Using XML Technologies For Enhancing Log Files
by Jack "jollyjeffers" Hoxley and Oli "evolutional" Wilkinson

Basic requirements and background

Before I get stuck in with explaining the finer points of how to apply XML technologies to software logging there is some background and foundation work to get through.

It is out of the scope of this article to explain all of the technologies from scratch – everything is pretty easy to learn, and I'd say it's even possible for any moderately intelligent individual to pick up everything they need from this article alone.

In order to generate a powerful logging tool it is not necessary to understand all of the technologies fully – there are some parts that just aren't that important. For example, one assumption (that may be frowned upon by some!) is that we will be completely skipping validation with DTDs or schema. This assumption is based on the idea that a computer program will be writing the source XML, and provided the code is written correctly the output should also be correct. However, if you desire this extra validation or wish to do further work on the XML, it is advised that you look into creating your own DTD for your logfiles.

As a quick summary, competency in the following 4 areas is necessary:

XML
- Basic XML tag definitions/rules
- Not the DTD/Schema validation
- Read through the information at [3] and [6]
HTML
- Basic HTML document structure
- Text formatting (bold, underline, italic, fonts)
- How to construct tables
- Read through the description at [7] and the tutorials at [8]
3. XSLT
- Basic structure and usage of XSLT to produce an HTML output
- Use of parameters
- Conditional branching ('choose' and 'if' statements)
- Read through the description at [9] and the tutorials at [10]
4. JavaScript
- How to execute JavaScript from within an HTML context
- Basic JavaScript function definitions and variable declarations
- Read through the information at [11] and the tutorials at [12]

If you feel you're fairly proficient on all of these, you can skip to the next section, otherwise I suggest you read the recommended links and have a go at this article later.

Now that I've mentioned all of the core technologies that will be used in this article, it's necessary to mention a few of the necessary tools.

As previously stated, the required tools are all free and readily available. All you really need is a text editor and a web browser. Given that we're going to be integrating this directly with the software, I assume you already have that set up and working, it may well be that you can use your development tool suite.

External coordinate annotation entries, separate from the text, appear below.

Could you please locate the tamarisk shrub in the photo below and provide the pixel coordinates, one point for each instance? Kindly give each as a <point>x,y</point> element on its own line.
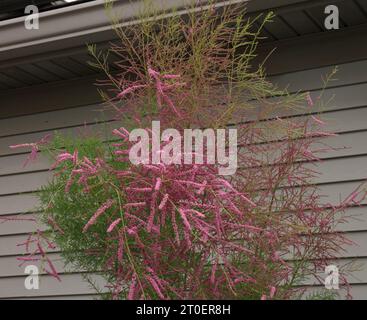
<point>182,231</point>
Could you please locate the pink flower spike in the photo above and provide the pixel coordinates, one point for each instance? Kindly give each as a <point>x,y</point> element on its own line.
<point>113,225</point>
<point>158,184</point>
<point>309,100</point>
<point>163,202</point>
<point>171,76</point>
<point>317,120</point>
<point>272,291</point>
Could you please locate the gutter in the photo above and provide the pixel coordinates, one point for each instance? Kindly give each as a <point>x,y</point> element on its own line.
<point>70,28</point>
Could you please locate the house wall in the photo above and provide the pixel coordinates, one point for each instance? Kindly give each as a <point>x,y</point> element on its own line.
<point>28,114</point>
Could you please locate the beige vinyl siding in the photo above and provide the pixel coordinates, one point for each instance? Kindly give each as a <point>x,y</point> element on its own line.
<point>342,170</point>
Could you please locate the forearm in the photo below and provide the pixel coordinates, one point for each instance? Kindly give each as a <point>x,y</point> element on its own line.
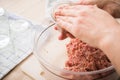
<point>111,47</point>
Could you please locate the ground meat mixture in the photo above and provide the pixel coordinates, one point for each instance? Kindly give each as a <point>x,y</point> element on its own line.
<point>83,58</point>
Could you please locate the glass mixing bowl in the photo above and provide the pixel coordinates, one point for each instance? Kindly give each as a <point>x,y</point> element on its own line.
<point>52,56</point>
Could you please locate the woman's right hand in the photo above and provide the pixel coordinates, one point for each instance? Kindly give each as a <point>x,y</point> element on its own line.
<point>87,22</point>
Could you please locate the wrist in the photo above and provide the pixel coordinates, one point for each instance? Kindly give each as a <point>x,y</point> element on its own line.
<point>110,40</point>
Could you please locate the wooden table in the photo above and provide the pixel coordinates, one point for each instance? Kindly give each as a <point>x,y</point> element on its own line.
<point>33,10</point>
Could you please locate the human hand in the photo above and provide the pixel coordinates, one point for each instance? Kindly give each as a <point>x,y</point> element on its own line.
<point>89,23</point>
<point>110,6</point>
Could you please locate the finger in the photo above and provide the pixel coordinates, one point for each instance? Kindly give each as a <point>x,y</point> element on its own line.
<point>69,35</point>
<point>67,12</point>
<point>66,19</point>
<point>63,24</point>
<point>62,36</point>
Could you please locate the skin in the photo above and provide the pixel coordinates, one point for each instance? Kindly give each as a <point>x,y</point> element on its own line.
<point>111,6</point>
<point>94,26</point>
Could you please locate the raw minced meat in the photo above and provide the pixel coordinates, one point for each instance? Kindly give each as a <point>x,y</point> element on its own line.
<point>83,58</point>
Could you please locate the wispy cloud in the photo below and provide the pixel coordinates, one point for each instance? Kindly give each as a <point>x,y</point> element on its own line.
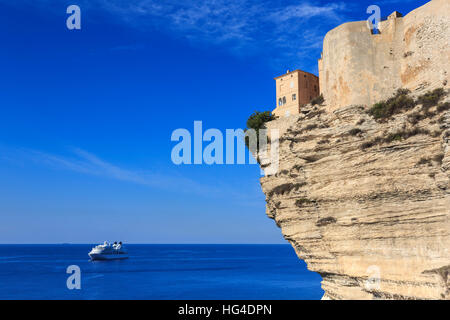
<point>280,33</point>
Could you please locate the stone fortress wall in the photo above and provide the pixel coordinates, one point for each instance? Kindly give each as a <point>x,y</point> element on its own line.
<point>413,52</point>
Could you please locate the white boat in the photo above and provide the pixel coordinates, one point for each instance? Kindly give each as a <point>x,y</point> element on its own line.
<point>106,251</point>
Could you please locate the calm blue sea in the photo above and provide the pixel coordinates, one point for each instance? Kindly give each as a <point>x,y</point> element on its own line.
<point>158,272</point>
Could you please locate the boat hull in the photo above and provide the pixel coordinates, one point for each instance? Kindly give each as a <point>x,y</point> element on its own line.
<point>100,256</point>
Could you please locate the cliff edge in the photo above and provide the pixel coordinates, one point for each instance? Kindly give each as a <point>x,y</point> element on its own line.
<point>364,197</point>
<point>365,203</point>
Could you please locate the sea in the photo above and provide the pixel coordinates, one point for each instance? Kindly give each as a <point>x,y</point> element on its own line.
<point>175,272</point>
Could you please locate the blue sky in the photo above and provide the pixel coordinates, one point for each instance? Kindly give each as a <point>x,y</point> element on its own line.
<point>86,116</point>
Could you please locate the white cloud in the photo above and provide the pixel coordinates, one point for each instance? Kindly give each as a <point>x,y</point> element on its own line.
<point>87,163</point>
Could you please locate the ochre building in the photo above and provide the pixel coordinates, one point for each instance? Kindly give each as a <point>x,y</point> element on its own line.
<point>294,89</point>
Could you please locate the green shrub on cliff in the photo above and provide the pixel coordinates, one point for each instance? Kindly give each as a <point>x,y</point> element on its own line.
<point>257,121</point>
<point>317,100</point>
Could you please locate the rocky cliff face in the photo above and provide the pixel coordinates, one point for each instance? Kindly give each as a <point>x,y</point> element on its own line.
<point>366,203</point>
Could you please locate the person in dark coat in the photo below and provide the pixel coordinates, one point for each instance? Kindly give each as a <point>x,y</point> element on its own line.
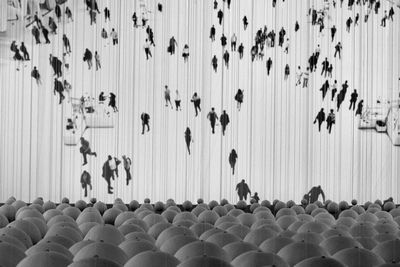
<point>360,107</point>
<point>86,150</point>
<point>59,88</point>
<point>269,65</point>
<point>88,57</point>
<point>224,119</point>
<point>241,50</point>
<point>113,102</point>
<point>213,117</point>
<point>314,194</point>
<point>24,51</point>
<point>239,98</point>
<point>45,32</point>
<point>330,121</point>
<point>188,138</point>
<point>86,181</point>
<point>320,118</point>
<point>243,189</point>
<point>107,174</point>
<point>127,166</point>
<point>56,64</point>
<point>232,160</point>
<point>145,121</point>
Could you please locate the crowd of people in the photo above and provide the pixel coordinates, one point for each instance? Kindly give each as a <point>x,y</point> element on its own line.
<point>264,38</point>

Using Microsoft's Visual Studio 2002 (and later) it is possible to have your HTML page to be viewed in the browser component (where MSDN usually pops up), then another tab with the HTML source code, another tab with the XML source (for reference) and a final tab with the XSLT code. Changing something in one of these tabs, saving changes and then refreshing the original browser pane worked extremely well for me.

A simpler set of tools would be to use Notepad (or equivalent under Unix/Linux) and a browser such as FireFox [13].

During the course of developing this technology, I came across a variety of problems with cross browser compatibility (a.k.a. making it run on Mozilla and Internet Explorer) and it is quite easy to write a very clever logging system and have it fail to operate on a different browser. This article has been tested with FireFox and Internet Explorer 6 under WindowsXP SP2 and appears to work fine. One small caveat is that under SP2, Internet Explorer can get quite picky (with respect to security considerations) about what it will and won't allow – so you can end up having the browser refusing to view your own files!!

Writing the data to an XML file

Right, background aside, we can get onto the "meat" of this article – writing the XML based log files.

My personal implementation of this technology is done in C++ using a singleton class representing my log. C++ also offers some extremely powerful features via the C Pre-Processor directives that make coding log file output a breeze.

However, it is important to note that you can write XML data from pretty much any computer language currently in use – for the simple reason that it is just text data. It can get a little hairy when messing with Unicode/ASCII output, but this'll probably only bite you if you're working on internationalisation and/or your software logs its output in a language that doesn't fit into the ASCII table.

There are a variety of additional libraries that can be used within your language of choice to aid in reading/writing XML. Most Java distributions have implementations of SAX/DOM ([14] and [15]) parsers and writers, and the TinyXML library [16] comes well recommended for C++ developers. For this article, using one of these libraries may well be useful – but not required at all. Streams (C++) and Writers (Java) are perfectly sufficient to output the necessary information to an ".xml" text file.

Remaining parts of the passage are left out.